Frise-se que a empresa possui sua função social. E, ainda que o empregador detenha parte do poder diretivo, não pode, de maneira alguma, ultrapassar as normas de saúde e segurança que devem pautar a relação de trabalho, ponderou a relatora do caso. Em seu recurso, a estoquista relatou que a empregadora não seguiu a recomendação médica de transferi-la de função durante a gravidez, obrigando-a a executar atividades que demandavam esforço físico, colocando em risco tanto a sua saúde como a do feto.
De acordo com os relatos da trabalhadora, assim que tomou ciência da gravidez comunicou à empresa. Acrescentou que, durante as consultas de pré-natal, o médico lhe informou que não mais poderia executar as atividades próprias de sua função, como carregar peso, arrastar e agachar para levantar caixas e subir em pallets, pois essas atividades ofereciam perigo à gestação. Porém, a empresa, mesmo ciente dessa determinação, não procedeu ao remanejamento de setor. Em sua defesa, a empregadora não negou que deixou de fazer a transferência da estoquista. Sustentou apenas que esse procedimento não foi necessário, já que ela não realizava qualquer esforço físico no exercício de suas funções, não havendo perigo para a gestação.
Argumentou que não ficou comprovado qualquer dano sofrido pela trabalhadora. Chamou a atenção da desembargadora o depoimento da testemunha indicada pela gestante, por ter se mostrado mais convincente. O colega de trabalho, que exercia a função de conferencista, informou que os estoquistas faziam a contagem do estoque de caixas e produtos, sendo que, às vezes, para a contagem das caixas, era necessário retirá-las das pilhas, que tinham, geralmente, cerca de 10 caixas.
Conforme declarou a testemunha, poderia ocorrer de os operadores auxiliarem na retirada das caixas, mas que já chegou a ver a estoquista retirando caixas durante a gravidez.

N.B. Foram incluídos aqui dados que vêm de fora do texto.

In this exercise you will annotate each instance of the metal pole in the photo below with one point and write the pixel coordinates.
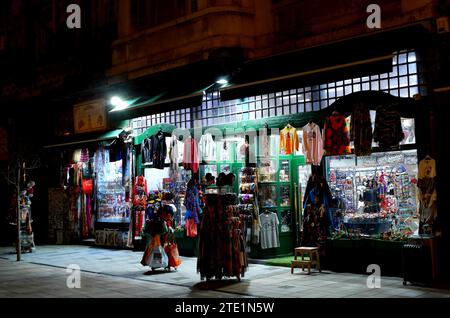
(18, 245)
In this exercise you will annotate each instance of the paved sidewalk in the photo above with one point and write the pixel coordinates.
(118, 273)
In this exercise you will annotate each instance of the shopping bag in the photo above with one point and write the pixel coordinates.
(173, 255)
(191, 228)
(158, 258)
(155, 241)
(87, 185)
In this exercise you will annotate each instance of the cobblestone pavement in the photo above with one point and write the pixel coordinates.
(109, 273)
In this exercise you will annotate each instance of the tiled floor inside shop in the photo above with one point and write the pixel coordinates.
(118, 274)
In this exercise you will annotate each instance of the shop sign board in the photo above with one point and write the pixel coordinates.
(90, 116)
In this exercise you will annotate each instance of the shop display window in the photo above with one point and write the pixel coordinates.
(274, 145)
(285, 195)
(267, 196)
(111, 194)
(212, 169)
(286, 221)
(375, 195)
(268, 171)
(299, 152)
(224, 149)
(284, 171)
(155, 177)
(225, 169)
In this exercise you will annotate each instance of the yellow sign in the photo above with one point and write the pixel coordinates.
(90, 116)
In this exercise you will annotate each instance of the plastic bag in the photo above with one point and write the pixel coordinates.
(158, 258)
(155, 241)
(173, 255)
(191, 228)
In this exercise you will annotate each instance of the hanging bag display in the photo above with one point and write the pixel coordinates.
(173, 255)
(158, 258)
(87, 186)
(172, 251)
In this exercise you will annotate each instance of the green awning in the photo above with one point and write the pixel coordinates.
(84, 139)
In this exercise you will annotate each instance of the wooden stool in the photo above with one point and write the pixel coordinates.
(313, 258)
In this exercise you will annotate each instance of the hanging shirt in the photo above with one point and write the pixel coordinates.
(388, 128)
(146, 151)
(361, 130)
(207, 147)
(269, 230)
(158, 150)
(336, 135)
(173, 155)
(427, 190)
(288, 140)
(312, 144)
(84, 155)
(190, 158)
(264, 146)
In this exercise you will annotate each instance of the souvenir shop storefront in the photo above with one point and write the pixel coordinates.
(91, 198)
(354, 177)
(334, 178)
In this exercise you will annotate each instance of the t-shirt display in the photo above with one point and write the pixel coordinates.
(269, 230)
(336, 135)
(289, 141)
(361, 130)
(312, 144)
(427, 190)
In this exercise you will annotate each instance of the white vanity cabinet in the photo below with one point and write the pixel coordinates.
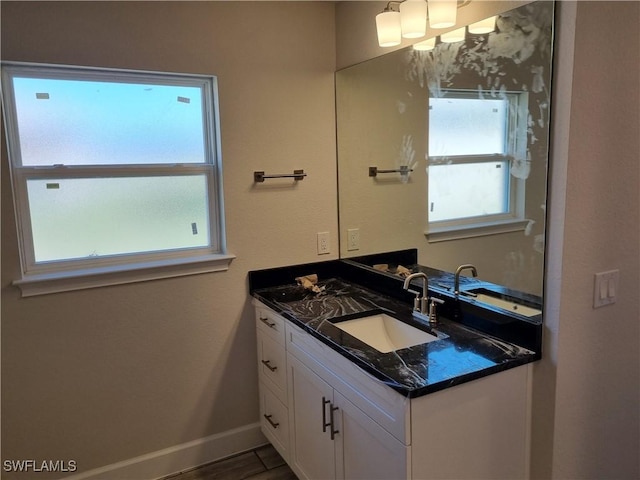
(272, 374)
(332, 437)
(342, 423)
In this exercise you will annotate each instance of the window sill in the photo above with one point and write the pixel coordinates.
(46, 283)
(442, 234)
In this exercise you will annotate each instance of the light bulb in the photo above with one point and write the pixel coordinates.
(388, 27)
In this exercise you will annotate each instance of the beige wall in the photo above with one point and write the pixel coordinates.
(104, 375)
(108, 374)
(597, 427)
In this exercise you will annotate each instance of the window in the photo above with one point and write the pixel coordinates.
(477, 149)
(113, 172)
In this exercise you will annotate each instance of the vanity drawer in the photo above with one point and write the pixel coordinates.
(274, 420)
(270, 323)
(272, 364)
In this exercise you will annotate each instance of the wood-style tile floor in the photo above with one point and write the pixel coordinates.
(263, 463)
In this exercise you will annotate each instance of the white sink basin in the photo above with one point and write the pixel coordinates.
(508, 305)
(385, 333)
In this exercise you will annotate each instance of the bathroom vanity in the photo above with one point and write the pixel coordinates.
(335, 406)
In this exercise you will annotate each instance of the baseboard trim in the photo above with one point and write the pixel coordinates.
(179, 457)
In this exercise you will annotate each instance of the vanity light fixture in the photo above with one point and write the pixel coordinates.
(453, 36)
(487, 25)
(410, 20)
(425, 45)
(442, 13)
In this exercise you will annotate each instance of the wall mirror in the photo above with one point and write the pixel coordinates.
(446, 151)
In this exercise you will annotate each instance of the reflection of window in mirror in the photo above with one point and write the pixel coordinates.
(472, 143)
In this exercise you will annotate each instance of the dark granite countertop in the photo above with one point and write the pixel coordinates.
(460, 354)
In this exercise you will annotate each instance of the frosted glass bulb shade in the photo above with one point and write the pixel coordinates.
(425, 45)
(413, 18)
(453, 36)
(388, 27)
(442, 13)
(483, 26)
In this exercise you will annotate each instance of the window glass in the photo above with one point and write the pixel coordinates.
(114, 171)
(90, 122)
(468, 190)
(467, 126)
(93, 217)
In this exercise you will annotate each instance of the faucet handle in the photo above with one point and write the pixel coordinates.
(433, 314)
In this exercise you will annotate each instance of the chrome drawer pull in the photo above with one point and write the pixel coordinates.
(268, 365)
(332, 431)
(324, 414)
(267, 322)
(273, 424)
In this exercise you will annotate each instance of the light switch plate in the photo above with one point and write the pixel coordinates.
(605, 288)
(353, 239)
(324, 245)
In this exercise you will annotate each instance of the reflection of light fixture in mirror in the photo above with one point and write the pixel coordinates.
(388, 27)
(425, 45)
(442, 13)
(453, 36)
(483, 26)
(413, 18)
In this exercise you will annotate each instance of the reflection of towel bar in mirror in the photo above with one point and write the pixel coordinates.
(403, 170)
(297, 175)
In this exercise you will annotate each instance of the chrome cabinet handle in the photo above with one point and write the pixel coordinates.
(332, 431)
(267, 322)
(268, 365)
(324, 415)
(271, 422)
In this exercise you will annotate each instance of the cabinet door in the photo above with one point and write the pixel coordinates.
(310, 402)
(364, 450)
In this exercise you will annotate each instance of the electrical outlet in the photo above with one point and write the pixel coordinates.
(353, 239)
(324, 244)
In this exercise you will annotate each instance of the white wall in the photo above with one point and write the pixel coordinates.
(104, 375)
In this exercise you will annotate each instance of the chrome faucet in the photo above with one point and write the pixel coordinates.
(420, 303)
(456, 280)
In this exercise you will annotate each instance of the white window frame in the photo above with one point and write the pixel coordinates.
(64, 275)
(516, 139)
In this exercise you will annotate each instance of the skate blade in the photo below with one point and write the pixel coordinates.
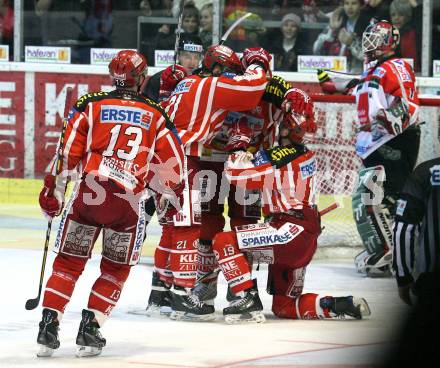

Já a testemunha indicada pela empresa relatou que a estoquista não tinha que carregar caixas e que até poderia acontecer na hora de fazer a contagem, mas isso não demandava grandes deslocamentos. Na avaliação da desembargadora, a análise do conjunto de provas deixou claro o dano sofrido pela gestante diante da indiferença da empresa.
Lembrou a magistrada que a Constituição confere tratamento especial e protetivo à mãe e ao bebê, sendo dever da família, da sociedade e do Estado protegê-lo de toda forma de negligência, discriminação, exploração, violência, crueldade e opressão, nos termos do artigo 227 da CR/88. Na área trabalhista, a julgadora citou o artigo 392, parágrafo 4º, inciso I, da CLT, que dispõe expressamente ser garantida à empregada, durante a gravidez, sem prejuízo do salário e demais direitos, a transferência de função, quando as condições de saúde exigirem, assegurada a retomada da função anteriormente exercida, logo após o retorno ao trabalho. Já no plano internacional, a relatora destacou a Convenção da OIT nº 3, ratificada pelo Brasil, que traça diretrizes para proteção das mulheres nos períodos antecedente e posterior ao parto, tendo, como objetivo principal, a proteção à maternidade.
A autora foi obrigada a permanecer durante toda a gestação exposta a situação de risco, além de vivenciar a tensão de sofrer algum abalo físico e, por consequência, emocional, prejudicial a si e ao bebê, devido às atividades realizadas. Estava, pois, sujeita à ameaça de sua própria saúde e do filho que esperava. Esta situação atenta contra a sua dignidade e integridade psíquica e física, de modo que é indenizável, no plano moral, finalizou, fixando a indenização em 20 mil reais. Em decisão unânime, a Turma julgadora acompanhou esse entendimento.